Trading has been choppy in the run up to Thursday’s vote on whether Britain leaves or stays in the European Union (EU), although markets appear to have largely priced in a “Remain” vote.
Brent’s front-month August contract LCOc1 was up 5 cents at $49.93 a barrel at 0654 GMT. It closed down 74 cents, or 1.5 percent, at $49.88 a barrel on Wednesday.
U.S. oil CLc1 was up 1 cent to $49.14 a barrel, after slipping lower earlier. Both contracts were up for most of the day in Asian trading.
Once the Brexit vote is out of the way the oil market is likely to switch its focus to fundamentals, turning its attention to more potential supply disruptions that have sent prices higher this year.

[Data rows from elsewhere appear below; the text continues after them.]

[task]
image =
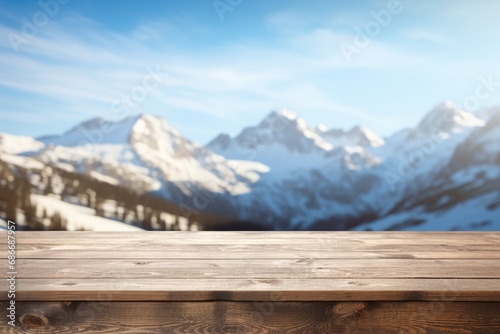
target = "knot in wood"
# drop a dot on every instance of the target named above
(348, 309)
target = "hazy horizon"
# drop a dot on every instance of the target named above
(213, 66)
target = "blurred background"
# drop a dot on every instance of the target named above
(250, 115)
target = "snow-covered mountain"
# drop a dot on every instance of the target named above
(147, 152)
(287, 175)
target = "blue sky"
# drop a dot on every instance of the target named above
(222, 65)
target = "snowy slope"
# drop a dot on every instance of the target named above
(282, 141)
(283, 173)
(147, 153)
(79, 217)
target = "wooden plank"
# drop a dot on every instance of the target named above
(225, 252)
(259, 269)
(257, 317)
(244, 289)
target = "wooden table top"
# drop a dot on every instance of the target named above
(246, 266)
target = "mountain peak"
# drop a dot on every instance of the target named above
(446, 118)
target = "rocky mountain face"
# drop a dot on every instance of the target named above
(285, 174)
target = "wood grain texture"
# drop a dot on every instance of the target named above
(307, 266)
(255, 282)
(257, 317)
(245, 289)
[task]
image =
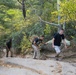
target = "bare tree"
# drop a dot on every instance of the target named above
(23, 7)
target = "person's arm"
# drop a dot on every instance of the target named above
(53, 42)
(65, 43)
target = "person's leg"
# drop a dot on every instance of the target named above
(38, 53)
(7, 51)
(11, 51)
(57, 49)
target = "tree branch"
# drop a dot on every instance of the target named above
(49, 22)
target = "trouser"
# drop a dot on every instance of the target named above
(7, 52)
(57, 49)
(36, 52)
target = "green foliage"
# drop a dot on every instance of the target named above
(12, 23)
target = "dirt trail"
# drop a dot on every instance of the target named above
(22, 66)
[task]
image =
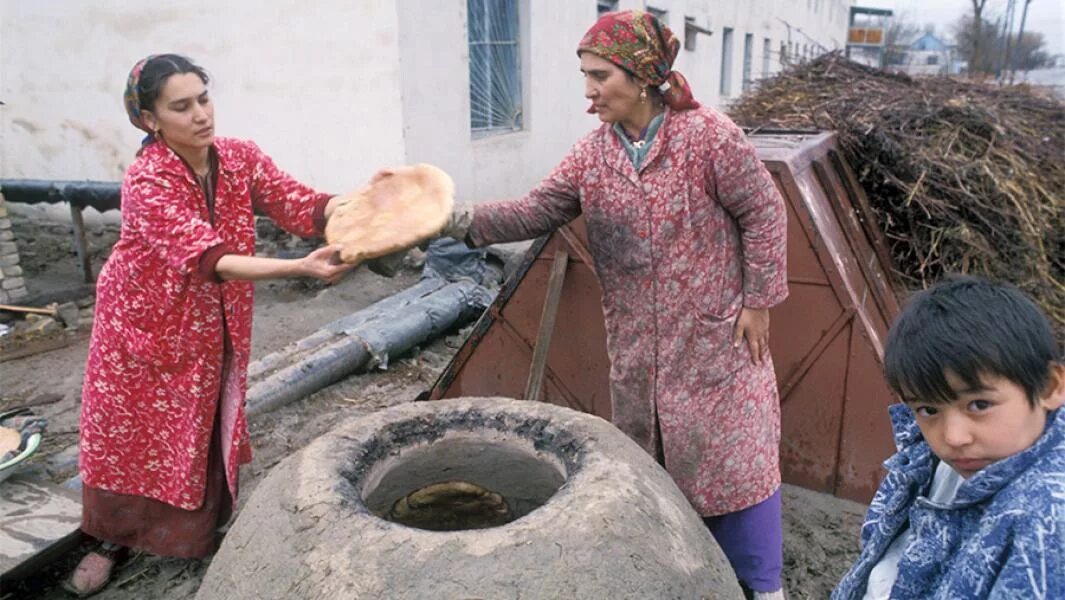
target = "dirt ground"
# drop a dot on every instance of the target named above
(820, 531)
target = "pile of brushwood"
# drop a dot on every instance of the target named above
(964, 177)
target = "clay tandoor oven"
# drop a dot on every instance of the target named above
(470, 498)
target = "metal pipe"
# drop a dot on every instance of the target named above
(101, 195)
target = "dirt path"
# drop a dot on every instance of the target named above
(820, 531)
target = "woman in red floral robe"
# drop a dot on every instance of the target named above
(162, 424)
(688, 236)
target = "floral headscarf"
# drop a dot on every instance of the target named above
(640, 44)
(132, 101)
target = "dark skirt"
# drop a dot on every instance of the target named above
(158, 528)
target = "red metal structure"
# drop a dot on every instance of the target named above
(826, 339)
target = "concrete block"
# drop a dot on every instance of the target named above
(12, 282)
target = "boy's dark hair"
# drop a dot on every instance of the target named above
(158, 70)
(969, 326)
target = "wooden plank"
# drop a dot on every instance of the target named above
(535, 385)
(36, 521)
(80, 244)
(50, 310)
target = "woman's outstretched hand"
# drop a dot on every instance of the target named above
(753, 324)
(325, 264)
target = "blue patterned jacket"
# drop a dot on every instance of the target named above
(1003, 535)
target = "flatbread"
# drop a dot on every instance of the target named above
(398, 209)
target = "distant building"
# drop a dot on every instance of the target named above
(929, 55)
(866, 35)
(490, 91)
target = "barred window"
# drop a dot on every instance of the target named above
(495, 82)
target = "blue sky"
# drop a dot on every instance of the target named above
(1045, 16)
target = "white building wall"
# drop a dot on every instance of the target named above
(334, 90)
(313, 83)
(436, 95)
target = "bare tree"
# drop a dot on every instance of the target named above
(976, 59)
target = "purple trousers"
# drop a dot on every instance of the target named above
(753, 541)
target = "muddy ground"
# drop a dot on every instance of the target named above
(820, 531)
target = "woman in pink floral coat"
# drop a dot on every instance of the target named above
(162, 425)
(688, 236)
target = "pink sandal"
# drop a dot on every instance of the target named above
(95, 569)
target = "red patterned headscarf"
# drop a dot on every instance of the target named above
(640, 44)
(131, 97)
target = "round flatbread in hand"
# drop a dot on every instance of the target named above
(400, 208)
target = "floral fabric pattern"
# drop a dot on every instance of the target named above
(1001, 537)
(680, 246)
(640, 44)
(156, 372)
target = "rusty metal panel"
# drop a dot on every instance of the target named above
(826, 338)
(495, 360)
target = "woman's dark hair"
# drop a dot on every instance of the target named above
(157, 71)
(970, 327)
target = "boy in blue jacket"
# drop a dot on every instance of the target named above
(973, 502)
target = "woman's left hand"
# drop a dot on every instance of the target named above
(753, 324)
(325, 264)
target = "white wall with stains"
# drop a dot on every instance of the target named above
(315, 84)
(336, 88)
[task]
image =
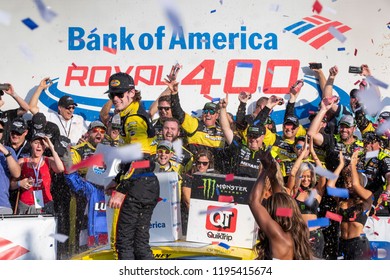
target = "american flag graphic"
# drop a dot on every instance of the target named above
(314, 30)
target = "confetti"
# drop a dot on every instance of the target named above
(5, 18)
(45, 11)
(30, 23)
(312, 196)
(370, 99)
(245, 64)
(274, 7)
(372, 154)
(337, 192)
(229, 177)
(283, 212)
(317, 7)
(333, 216)
(59, 237)
(376, 82)
(337, 34)
(325, 173)
(320, 222)
(141, 164)
(95, 159)
(208, 97)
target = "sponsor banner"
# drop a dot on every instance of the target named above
(28, 238)
(241, 46)
(165, 224)
(222, 223)
(214, 187)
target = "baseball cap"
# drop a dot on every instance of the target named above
(66, 101)
(115, 121)
(39, 121)
(348, 120)
(38, 135)
(211, 105)
(165, 144)
(292, 119)
(256, 131)
(384, 115)
(120, 82)
(96, 124)
(371, 136)
(19, 125)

The worsening crisis in Venezuela, the country with the highest oil reserves, may be the next source of supply concern, said Tony Nunan, oil risk manager at Mitsubishi Corp in Tokyo.
“There is a cloud hanging over the market from the Brexit vote, which is keeping prices down a bit,” he said. “If the vote comes off, we could go up,” Nunan said, referring to a vote to remain in the EU.
U.S. crude inventories fell less than expected last week, while product inventories were up slightly, the U.S. Energy Information Administration said on Wednesday.
Crude inventories USOILC=ECI dropped 917,000 barrels in the week ended June 17, compared with expectations for a decrease of 1.7 million barrels. It was the fifth consecutive week of drawdowns for crude inventories.
The pound rose to a six-month high against the dollar on Thursday.
The yen JPY=, often a safe-haven currency for risk averse investors, was up slightly after falling earlier, while the Nikkei .N225 closed 1 percent higher.